BRATTLEBORO—The Brattleboro Food Co-op serves many area families.
Dr. Jilisa Snyder, clinical director of the Brattleboro Retreat’s Anna Marsh Clinic, offers words of guidance to parents and guardians looking to support their children in the aftermath of Tuesday’s violence.
The two “classic guidelines” for adults encompass creating a space for children to ask questions, and for the grown-ups to provide only the information asked for, said Snyder.
Like adults, children will respond to violent events in their own way and on their own timeline, she said.
But explaining a violent act to a four-year-old is different than talking with a 17-year-old, she said, and adults should do their best to match the information they give children with where the child is developmentally.
Let children know they can ask a question as many times as they need to “absorb the information,” said Snyder.
Always provide honest answers to children, but do not feel the need to provide more information than the child can absorb age-wise or than the child asks for, she added.
One important role for adults at this time, she said, is helping children feel safe. Helping children understand that officials like the police are investigating the crime and that other adults are supporting the victims can ease any anxieties.

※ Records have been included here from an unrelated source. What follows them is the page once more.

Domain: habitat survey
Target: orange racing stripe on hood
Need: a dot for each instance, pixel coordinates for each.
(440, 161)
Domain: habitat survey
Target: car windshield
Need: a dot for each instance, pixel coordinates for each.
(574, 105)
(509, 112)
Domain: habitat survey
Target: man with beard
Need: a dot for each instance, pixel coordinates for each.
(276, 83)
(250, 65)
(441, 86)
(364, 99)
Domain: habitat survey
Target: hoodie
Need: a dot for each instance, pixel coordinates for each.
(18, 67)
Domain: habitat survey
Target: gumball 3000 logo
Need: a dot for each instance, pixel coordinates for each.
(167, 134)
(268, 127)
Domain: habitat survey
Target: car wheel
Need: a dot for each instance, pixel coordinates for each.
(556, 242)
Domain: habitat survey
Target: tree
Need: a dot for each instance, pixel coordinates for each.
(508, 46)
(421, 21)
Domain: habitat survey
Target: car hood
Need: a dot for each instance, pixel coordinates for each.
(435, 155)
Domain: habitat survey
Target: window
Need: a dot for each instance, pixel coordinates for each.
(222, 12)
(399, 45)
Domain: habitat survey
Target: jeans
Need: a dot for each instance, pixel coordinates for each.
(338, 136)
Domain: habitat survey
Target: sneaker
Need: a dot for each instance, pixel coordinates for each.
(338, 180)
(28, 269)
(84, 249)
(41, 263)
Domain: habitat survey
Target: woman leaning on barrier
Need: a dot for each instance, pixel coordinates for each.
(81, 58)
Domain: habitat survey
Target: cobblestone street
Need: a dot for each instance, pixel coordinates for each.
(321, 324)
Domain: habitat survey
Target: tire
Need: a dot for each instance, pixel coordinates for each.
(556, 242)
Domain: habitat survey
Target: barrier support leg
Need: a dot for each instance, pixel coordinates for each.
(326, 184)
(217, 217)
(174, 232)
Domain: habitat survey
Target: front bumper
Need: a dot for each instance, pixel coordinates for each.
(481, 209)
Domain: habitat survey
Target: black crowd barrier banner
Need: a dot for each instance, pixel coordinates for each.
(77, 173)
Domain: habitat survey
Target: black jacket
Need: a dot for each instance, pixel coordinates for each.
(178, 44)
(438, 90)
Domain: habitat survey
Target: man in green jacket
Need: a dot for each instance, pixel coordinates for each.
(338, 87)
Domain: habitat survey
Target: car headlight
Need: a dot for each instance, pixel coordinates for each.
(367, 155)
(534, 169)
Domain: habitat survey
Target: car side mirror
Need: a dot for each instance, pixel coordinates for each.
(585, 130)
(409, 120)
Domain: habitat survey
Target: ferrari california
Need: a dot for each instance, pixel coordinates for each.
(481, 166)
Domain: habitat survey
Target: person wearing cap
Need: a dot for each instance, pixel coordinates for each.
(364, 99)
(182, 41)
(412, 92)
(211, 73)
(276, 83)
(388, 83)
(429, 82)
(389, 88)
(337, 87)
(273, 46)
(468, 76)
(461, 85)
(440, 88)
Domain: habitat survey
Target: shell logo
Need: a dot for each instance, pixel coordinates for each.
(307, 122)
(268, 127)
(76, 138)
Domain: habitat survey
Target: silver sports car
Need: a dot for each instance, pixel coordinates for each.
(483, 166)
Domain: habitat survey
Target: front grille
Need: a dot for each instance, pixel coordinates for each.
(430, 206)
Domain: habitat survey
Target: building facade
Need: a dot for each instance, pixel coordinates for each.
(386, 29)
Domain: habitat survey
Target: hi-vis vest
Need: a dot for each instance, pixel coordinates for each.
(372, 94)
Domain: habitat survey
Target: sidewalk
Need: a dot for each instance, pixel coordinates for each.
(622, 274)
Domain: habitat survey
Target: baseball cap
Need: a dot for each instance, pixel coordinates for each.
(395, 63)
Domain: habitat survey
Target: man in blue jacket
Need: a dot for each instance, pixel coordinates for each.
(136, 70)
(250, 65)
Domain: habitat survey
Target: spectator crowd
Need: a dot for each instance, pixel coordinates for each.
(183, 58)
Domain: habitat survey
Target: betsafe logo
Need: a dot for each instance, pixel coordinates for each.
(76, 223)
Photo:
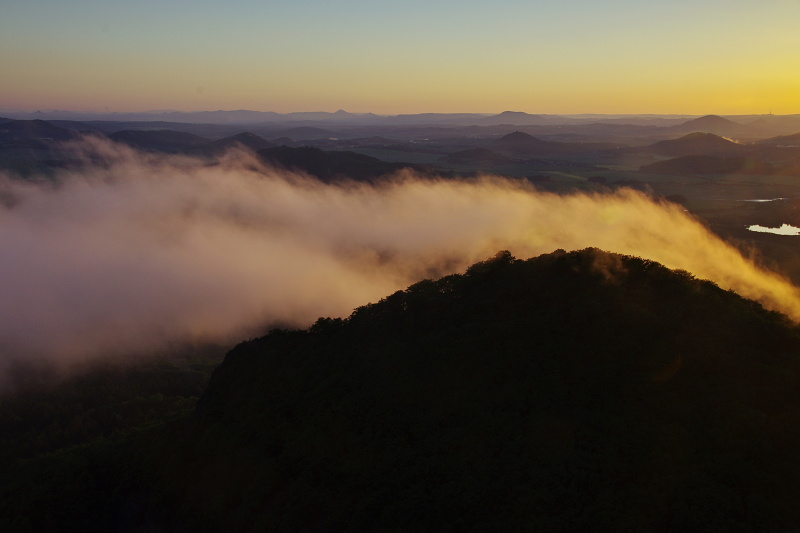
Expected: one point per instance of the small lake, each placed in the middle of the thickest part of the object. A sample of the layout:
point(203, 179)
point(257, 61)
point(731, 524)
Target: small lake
point(785, 229)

It’s also important for children’s sense of safety to know that their parents and grown-ups in their lives are taking care of themselves and staying safe, Snyder said.

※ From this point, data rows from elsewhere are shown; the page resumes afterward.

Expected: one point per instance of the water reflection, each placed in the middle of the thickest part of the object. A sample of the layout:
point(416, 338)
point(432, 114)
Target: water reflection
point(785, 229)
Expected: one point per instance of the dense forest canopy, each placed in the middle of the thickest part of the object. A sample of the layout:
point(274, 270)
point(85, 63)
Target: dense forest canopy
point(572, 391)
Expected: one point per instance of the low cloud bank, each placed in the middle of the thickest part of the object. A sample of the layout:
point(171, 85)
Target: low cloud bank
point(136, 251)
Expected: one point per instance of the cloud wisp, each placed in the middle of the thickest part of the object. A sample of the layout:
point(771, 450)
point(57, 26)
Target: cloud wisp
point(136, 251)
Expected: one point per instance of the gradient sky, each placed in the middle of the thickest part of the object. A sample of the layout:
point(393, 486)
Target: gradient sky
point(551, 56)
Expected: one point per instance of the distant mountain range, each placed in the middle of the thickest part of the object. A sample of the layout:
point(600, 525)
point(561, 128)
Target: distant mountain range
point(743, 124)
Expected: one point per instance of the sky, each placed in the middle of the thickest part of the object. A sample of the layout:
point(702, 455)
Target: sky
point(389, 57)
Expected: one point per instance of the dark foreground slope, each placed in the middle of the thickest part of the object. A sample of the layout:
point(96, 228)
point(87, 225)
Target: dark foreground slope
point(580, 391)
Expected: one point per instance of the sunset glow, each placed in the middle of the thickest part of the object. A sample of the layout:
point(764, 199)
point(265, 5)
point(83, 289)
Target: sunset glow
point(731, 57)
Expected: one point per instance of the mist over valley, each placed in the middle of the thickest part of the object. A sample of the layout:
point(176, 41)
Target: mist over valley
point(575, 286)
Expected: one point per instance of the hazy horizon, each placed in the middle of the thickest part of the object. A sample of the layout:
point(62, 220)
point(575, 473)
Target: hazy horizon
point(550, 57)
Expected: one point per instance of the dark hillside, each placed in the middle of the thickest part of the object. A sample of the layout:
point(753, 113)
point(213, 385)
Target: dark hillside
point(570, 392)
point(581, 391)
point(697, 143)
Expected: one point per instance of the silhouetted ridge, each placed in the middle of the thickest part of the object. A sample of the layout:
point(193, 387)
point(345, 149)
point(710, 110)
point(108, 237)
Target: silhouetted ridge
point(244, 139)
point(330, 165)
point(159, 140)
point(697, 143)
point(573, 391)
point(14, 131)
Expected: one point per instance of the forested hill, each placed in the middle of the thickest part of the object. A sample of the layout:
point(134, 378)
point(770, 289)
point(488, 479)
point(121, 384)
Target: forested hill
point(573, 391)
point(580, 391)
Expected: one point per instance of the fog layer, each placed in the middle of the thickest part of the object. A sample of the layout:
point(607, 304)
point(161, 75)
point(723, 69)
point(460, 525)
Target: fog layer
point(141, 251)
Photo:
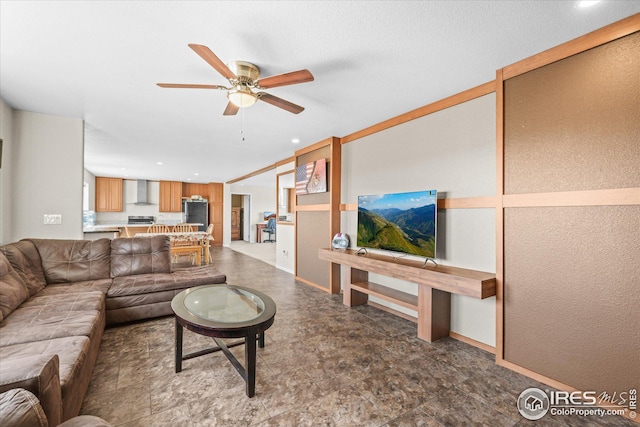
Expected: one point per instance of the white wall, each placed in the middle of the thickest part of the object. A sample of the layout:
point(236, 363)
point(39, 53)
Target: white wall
point(6, 134)
point(453, 152)
point(285, 236)
point(90, 179)
point(47, 175)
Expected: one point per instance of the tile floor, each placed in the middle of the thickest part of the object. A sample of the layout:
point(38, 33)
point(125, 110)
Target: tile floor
point(323, 365)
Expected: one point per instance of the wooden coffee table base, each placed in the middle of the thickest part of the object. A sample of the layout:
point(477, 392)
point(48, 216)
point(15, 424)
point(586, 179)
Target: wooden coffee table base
point(247, 372)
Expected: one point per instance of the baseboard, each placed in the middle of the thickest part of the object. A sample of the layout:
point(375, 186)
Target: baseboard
point(471, 341)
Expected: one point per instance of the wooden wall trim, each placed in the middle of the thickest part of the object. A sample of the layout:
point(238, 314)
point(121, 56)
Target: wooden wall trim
point(254, 173)
point(499, 351)
point(588, 41)
point(313, 208)
point(442, 104)
point(612, 197)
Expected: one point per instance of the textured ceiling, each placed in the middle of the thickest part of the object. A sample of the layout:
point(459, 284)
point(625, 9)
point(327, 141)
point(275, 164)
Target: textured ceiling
point(372, 60)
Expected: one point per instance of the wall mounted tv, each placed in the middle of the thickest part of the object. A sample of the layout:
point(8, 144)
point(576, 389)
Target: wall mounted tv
point(399, 222)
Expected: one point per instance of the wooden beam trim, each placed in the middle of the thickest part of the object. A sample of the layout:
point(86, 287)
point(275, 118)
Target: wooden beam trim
point(313, 208)
point(442, 104)
point(588, 41)
point(285, 161)
point(611, 197)
point(314, 147)
point(254, 173)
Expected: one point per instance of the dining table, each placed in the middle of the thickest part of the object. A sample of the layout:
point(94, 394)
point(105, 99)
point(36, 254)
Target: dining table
point(181, 239)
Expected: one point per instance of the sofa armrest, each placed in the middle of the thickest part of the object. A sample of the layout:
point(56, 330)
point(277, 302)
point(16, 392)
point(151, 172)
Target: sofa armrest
point(39, 375)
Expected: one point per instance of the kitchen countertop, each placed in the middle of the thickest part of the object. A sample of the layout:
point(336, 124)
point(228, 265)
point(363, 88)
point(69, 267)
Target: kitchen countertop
point(112, 228)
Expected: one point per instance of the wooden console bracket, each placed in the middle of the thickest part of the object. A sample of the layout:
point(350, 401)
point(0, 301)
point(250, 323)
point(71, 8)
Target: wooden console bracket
point(435, 286)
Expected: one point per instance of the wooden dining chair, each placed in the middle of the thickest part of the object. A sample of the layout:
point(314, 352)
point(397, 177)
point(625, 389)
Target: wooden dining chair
point(158, 228)
point(182, 227)
point(207, 245)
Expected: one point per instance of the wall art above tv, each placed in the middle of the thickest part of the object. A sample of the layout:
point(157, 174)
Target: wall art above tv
point(312, 177)
point(399, 222)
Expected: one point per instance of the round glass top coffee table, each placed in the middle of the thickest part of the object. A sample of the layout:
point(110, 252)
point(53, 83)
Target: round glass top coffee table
point(225, 311)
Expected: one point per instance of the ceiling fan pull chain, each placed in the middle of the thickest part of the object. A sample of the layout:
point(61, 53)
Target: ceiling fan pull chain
point(242, 123)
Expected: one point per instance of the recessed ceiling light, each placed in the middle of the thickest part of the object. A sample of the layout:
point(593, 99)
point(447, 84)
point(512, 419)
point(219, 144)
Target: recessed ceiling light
point(587, 3)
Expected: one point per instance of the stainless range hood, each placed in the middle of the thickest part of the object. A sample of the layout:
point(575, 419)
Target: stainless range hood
point(141, 193)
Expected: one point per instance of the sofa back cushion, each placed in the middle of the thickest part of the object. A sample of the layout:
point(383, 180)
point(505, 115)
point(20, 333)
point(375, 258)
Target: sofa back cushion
point(65, 261)
point(140, 255)
point(25, 260)
point(13, 291)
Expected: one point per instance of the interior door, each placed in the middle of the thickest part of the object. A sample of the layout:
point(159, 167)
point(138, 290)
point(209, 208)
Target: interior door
point(235, 223)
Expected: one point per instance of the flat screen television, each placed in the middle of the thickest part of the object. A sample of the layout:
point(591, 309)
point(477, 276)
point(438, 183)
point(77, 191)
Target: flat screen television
point(399, 222)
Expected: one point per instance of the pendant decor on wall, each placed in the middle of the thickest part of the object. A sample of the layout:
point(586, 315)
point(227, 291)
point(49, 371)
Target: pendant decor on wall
point(312, 177)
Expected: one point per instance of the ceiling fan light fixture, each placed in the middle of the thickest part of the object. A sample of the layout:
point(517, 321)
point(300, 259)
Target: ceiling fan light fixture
point(241, 96)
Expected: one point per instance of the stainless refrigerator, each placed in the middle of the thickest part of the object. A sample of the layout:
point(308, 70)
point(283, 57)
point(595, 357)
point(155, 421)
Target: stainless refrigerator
point(196, 212)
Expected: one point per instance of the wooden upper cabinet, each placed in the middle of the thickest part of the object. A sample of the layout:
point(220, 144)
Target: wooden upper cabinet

According to Snyder, if asked, caregivers can share their own feelings with children but, here again, honesty and providing a framework of security are key.
Telling the child it’s natural to feel scared, but that adults know how to help each other, can be away to approach this question, said Snyder.
Caregivers should also tell children to ask them questions about anything they hear on the community level.
Emotionally children may also feel “porous” after a violent event and so Snyder encourages parents to “monitor images that may not typically be frightening” to children. Previously beloved movies of books may suddenly become too scary after a traumatic event.